Pavel Krisevich, a political performance artist from St Petersburg, has been forced out of Russia after being re-arrested multiple times, most recently in December, following his release from prison in January 2025.
He had served three years and six months of a five-year prison sentence for staging a mock suicide on Red Square in 2021 in a performance that he said was meant to bring attention to the plight of political prisoners.
Krisevich, who is 25, is the second prominent young cultural figure to leave Russia recently after being threatened by the authorities. Diana Loginova, 18, who goes by the stage name Naoko from a Haruki Murakami novel, fled in November following consecutive arrests for singing banned songs in public performances that went viral online. Krisevich, who had said in May 2025 that he plans to stay in Russia, was added to the government’s list of foreign agents on 7 November.
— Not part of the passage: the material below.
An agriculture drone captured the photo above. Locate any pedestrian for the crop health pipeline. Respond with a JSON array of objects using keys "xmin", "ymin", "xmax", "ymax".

In an Instagram post on 29 December, paired with a photograph of the Soviet dictator Joseph Stalin and the word “REPRESSION” in bold, Krisevich described how officers of the Federal Security Service (FSB) had intimidated him. “I was called out of my cell in the special detention centre and asked to enter a room with the lights off and stand facing the wall,” wrote Krisevich, who is now in Montenegro. “At that moment, there were two FSB officers standing there, and as soon as I entered, they began to threaten me, saying, ‘We told you’, ‘You and your loved ones will cry', ‘Pack your things and leave, or we’ll put you in jail’.” He described the feeling of euphoria upon “leaving a dictatorship and a place of oppression” as “hard to compare to anything else” and expressed hope for “the future, in a free Russia”.

© Pavel Krisevich
Artists and curators who openly oppose President Vladimir Putin and Russia’s full-scale invasion of Ukraine are now declared terrorists, even those who have left Russia such as Pussy Riot and the curator Marat Guelman, who left in 2014. Krisevich says that those who remain, even if they remain silent, are in danger, comparing them to Soviet non-conformist artists of the 1970s and 80s.
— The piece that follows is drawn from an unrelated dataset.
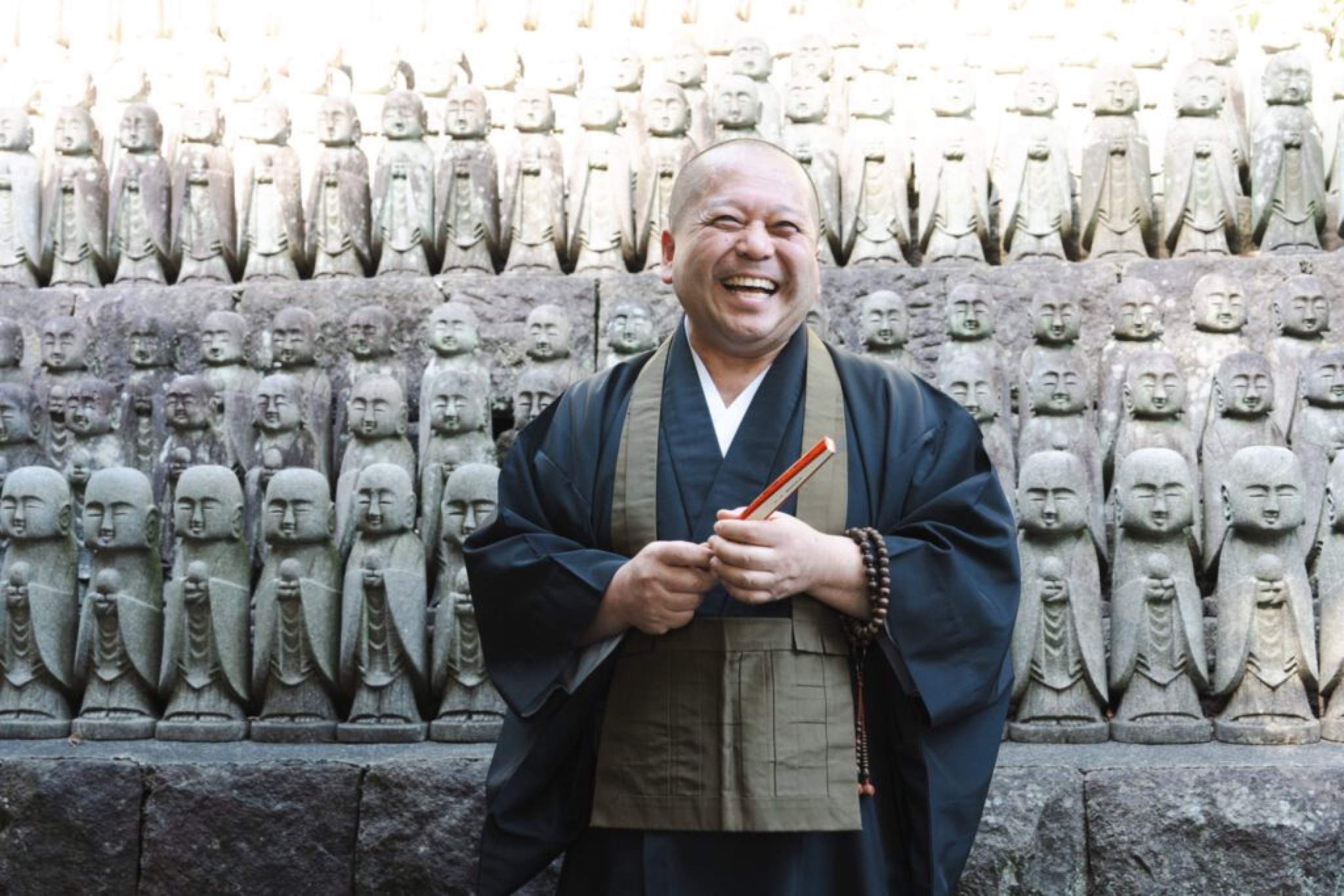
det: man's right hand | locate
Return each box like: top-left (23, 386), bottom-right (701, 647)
top-left (585, 541), bottom-right (715, 643)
“Those who create something decorative or detached are not touched yet, but if you express your opinion about what is happening, the security services at art fairs will no longer allow you to participate,” he told The Art Newspaper via Instagram. “More and more people are facing this kind of restriction on their activities. Moreover, the more the dictatorship in Russia worsens, the more blurred the signs of an ‘enemy’ of the state become, and the greater the number of people who fall into this category, even those who are withdrawing into internal emigration from what is happening.”
Krisevich says that even when he was not in prison, “I felt the noose tightening around my neck with each passing month”.
In prison, Krisevich created an art movement that he calls “Repressionism”, inspired by the “noosphere” concept of the Ukrainian philosopher Vladimir Vernadsky. He uses textiles to depict graphic scenes of prison life, “consisting of bloody invisible bars and lines, sometimes oppressing people, sometimes taking the form of their dreams”, which he posts on Instagram. He also portrays prison cats.

The cats the artist encountered in prison are a major theme in his work © Pavel Krisevich
Although he thought initially that the concept “can only exist in the confinement of a prison”, and that “Repressionism” would end once he was released, “I have already realised that perhaps the theory of Repression extends not only to prison cells but also to societies where rights and freedoms are stifled”.